Reinventing Health Care: Tom Koulopoulos on AI, Behavioral Shifts, and the Human Future of Medicine
The opening of this year’s Clinical Pathways Congress and Cancer Care Business Exchange (CPC+CBEx) featured keynote speaker Thomas Koulopoulos, chairman and founder of the Delphi Group. He delivered a provocative presentation on the future of health care and technology, framing the current moment as one of both deep crisis and unprecedented opportunity. Despite widespread skepticism, he insisted these were “the good times” because the system has the chance to reinvent itself. He envisioned the creation of a global benchmark for health care, one centered on patients rather than institutions. While technology provides tools, he stressed that the true challenge lies in human behavioral shifts that will impact continuity and collaboration for navigating patient care.
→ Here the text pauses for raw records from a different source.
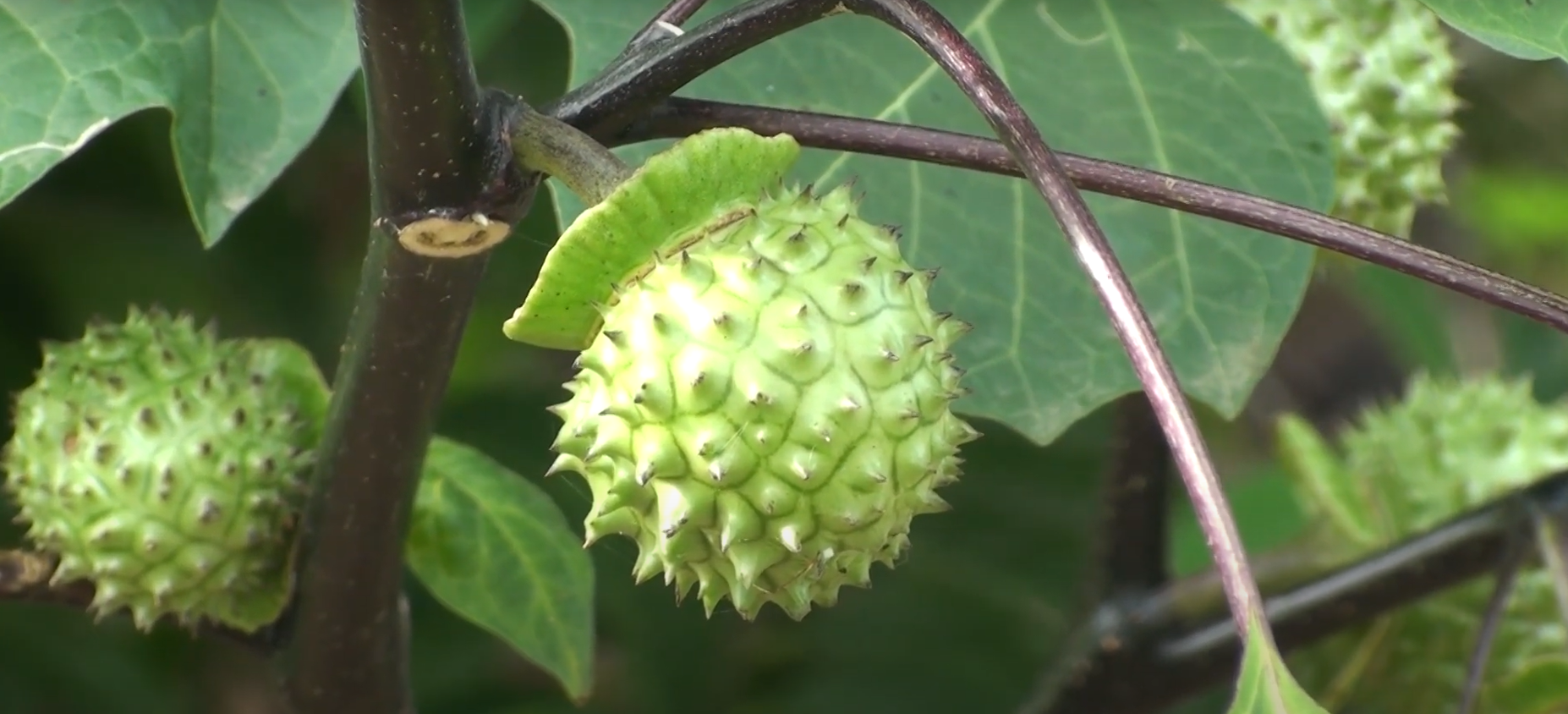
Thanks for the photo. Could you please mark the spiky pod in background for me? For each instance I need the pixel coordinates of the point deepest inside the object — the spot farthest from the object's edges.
(762, 400)
(1446, 448)
(168, 468)
(1384, 74)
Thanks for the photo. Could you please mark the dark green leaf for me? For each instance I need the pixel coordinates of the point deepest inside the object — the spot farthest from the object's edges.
(1173, 85)
(493, 546)
(248, 85)
(1525, 29)
(1266, 684)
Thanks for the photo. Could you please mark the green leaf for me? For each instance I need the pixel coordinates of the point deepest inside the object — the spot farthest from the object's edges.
(493, 546)
(1266, 686)
(708, 174)
(1171, 85)
(248, 85)
(1525, 29)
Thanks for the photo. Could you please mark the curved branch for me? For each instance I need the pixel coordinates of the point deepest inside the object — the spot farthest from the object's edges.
(1007, 118)
(679, 117)
(1169, 653)
(650, 73)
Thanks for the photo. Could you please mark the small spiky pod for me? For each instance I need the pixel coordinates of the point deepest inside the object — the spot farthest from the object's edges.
(767, 402)
(168, 468)
(1384, 74)
(1401, 470)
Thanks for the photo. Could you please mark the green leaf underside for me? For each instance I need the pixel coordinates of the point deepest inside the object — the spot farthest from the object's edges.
(670, 195)
(248, 85)
(1529, 30)
(493, 548)
(1266, 684)
(1180, 86)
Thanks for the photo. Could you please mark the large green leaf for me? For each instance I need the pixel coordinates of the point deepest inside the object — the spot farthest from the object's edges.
(493, 546)
(1266, 686)
(248, 85)
(1175, 85)
(1525, 29)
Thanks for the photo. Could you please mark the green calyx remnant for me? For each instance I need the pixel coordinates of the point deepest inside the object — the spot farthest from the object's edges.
(764, 396)
(1384, 75)
(1401, 470)
(168, 468)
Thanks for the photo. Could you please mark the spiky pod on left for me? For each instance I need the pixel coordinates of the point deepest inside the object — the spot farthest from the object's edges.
(168, 468)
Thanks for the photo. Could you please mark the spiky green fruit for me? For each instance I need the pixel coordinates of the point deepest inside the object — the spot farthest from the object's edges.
(765, 405)
(168, 466)
(1384, 75)
(1401, 470)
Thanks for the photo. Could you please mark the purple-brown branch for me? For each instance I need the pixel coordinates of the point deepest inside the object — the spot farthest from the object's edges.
(438, 150)
(679, 117)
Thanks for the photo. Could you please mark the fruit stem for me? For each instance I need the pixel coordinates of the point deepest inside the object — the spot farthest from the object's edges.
(551, 146)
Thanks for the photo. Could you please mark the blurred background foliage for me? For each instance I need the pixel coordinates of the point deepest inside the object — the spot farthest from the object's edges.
(968, 623)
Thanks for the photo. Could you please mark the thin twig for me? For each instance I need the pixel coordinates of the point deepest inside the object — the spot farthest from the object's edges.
(1134, 537)
(640, 79)
(679, 117)
(1507, 574)
(1176, 649)
(990, 95)
(438, 151)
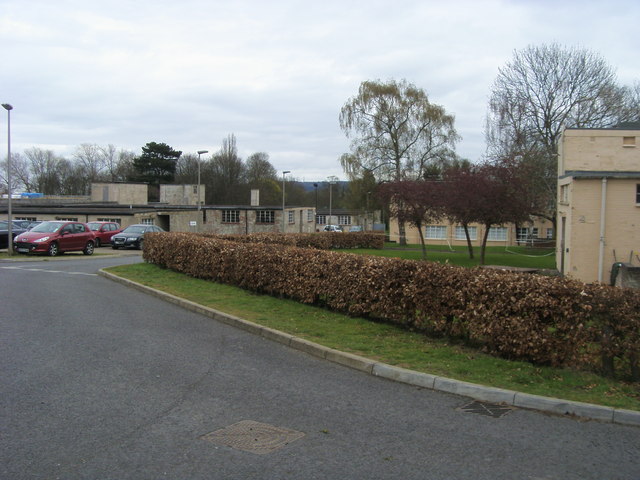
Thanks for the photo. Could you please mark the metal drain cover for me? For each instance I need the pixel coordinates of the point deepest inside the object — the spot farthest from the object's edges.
(489, 409)
(254, 437)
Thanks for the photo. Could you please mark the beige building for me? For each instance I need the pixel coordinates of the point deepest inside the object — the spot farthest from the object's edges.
(598, 201)
(127, 204)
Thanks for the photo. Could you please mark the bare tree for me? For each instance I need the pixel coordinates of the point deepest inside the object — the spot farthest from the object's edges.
(45, 170)
(90, 156)
(225, 175)
(20, 173)
(542, 91)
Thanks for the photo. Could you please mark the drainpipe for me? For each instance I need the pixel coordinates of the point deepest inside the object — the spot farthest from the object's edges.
(603, 207)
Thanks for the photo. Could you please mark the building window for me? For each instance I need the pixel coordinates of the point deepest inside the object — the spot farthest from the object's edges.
(231, 216)
(497, 234)
(436, 232)
(564, 194)
(344, 219)
(265, 216)
(460, 235)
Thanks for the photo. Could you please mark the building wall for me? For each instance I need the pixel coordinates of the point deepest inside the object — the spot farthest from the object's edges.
(246, 221)
(600, 150)
(611, 161)
(121, 193)
(181, 194)
(413, 236)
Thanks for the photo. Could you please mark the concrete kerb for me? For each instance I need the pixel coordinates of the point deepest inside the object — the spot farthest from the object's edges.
(477, 392)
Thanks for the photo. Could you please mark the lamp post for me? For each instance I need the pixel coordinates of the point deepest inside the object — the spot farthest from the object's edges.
(283, 174)
(332, 179)
(8, 107)
(315, 214)
(200, 152)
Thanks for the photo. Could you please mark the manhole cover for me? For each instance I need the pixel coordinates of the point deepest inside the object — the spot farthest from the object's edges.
(254, 437)
(488, 409)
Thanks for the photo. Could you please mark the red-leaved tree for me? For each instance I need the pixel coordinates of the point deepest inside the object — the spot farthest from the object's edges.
(414, 202)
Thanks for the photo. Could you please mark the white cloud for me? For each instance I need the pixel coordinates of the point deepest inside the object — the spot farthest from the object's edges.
(273, 73)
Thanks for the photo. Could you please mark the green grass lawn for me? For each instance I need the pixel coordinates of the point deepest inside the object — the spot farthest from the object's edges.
(388, 343)
(541, 258)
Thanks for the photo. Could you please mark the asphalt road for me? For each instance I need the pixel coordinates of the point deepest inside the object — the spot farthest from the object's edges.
(102, 382)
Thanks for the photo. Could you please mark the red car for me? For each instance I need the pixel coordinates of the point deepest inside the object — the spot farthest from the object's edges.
(104, 231)
(56, 237)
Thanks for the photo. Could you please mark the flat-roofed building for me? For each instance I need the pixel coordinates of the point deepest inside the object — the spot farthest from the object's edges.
(598, 201)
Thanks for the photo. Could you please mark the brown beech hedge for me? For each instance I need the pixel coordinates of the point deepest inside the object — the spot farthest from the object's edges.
(544, 320)
(322, 241)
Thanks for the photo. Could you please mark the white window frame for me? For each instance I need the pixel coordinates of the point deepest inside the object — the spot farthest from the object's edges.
(344, 219)
(460, 235)
(231, 216)
(265, 216)
(497, 234)
(435, 232)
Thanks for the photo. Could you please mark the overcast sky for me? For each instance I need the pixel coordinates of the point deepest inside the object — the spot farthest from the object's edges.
(273, 72)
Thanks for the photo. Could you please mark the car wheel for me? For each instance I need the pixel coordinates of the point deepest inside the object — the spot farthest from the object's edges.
(88, 249)
(53, 249)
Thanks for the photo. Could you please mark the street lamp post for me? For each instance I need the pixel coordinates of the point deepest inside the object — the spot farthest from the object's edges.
(8, 107)
(283, 174)
(200, 152)
(332, 179)
(315, 214)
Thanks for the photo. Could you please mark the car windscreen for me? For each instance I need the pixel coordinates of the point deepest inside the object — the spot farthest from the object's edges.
(47, 227)
(134, 229)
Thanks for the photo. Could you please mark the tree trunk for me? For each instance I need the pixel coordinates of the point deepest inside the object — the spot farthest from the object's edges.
(424, 246)
(402, 232)
(484, 243)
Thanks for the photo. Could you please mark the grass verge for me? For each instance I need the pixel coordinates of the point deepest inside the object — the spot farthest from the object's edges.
(523, 257)
(387, 343)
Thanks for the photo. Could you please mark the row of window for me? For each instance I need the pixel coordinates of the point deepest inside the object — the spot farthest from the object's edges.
(262, 216)
(496, 234)
(342, 219)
Tracing the trajectory of computing from vacuum tubes to today’s smartphones, Koulopoulos illustrated how exponential growth in technology laid the foundation for artificial intelligence (AI). He explained that genomic medicine, digital twins, and massive data growth would soon transform health care into an environment where the amount of data exceeded comprehension, forcing new ways of managing, analyzing, and applying it. Yet, the fundamental question was not whether the technology could exist, but how society would use it to reshape health care delivery. He emphasized that younger generations, raised in digital environments, already rejected the friction of traditional health care systems and gravitated toward alternative, technology-driven models. This generational shift threatens to create a shadow health care system unless the industry adapts quickly.
Koulopoulos highlighted the demographic crisis facing global health systems, with aging populations putting unsustainable pressure on resources. He warned that ignoring this reality would make future crises worse than the pandemic. To address it, health care has to evolve into an “ambient” model where patients are cared for continuously rather than episodically. Wearables, digital advocates, and constant biometric monitoring could provide 24/7 insights, enabling early interventions and value-based care. He shared scenarios where digital advocates collaborated with clinicians to detect anomalies, adjust treatments, and guide patients, effectively transforming health care into a seamless, personalized experience.
Central to his vision is the role of AI. He distinguished between today’s AI—automation and large language models—and the next stage of agentic AI, which could make decisions and act autonomously. Beyond that, recursive AI would teach itself, simulating millions of scenarios in seconds to identify optimal therapies. This progression, he said, would augment clinicians, administrators, and specialists, amplifying their capabilities rather than replacing them. However, it is difficult to align AI’s ethics with human ethics, which varies across cultures. Still, he asserted that humanity has always created new value when old systems shift, and AI would accelerate this pattern.
At the end of his presentation, Koulopoulos underscored the human dimension of health care. Through a personal story of a childhood illness and reconnection decades later with the physician who saved him, he illustrated that the essence of care was humanity, empathy, and trust. AI, he argued, should elevate that humanity, not replace it. He concluded that health care must embrace behavioral change, technological innovation, and patient-centered design to create a system that was both sustainable and humane, ultimately putting people at its very center.
Reference
Koulopoulos T. Navigating Tomorrow's Healthcare Gigatrends. Presented at the Clinical Pathways Congress; September 5, 2025; Boston, MA.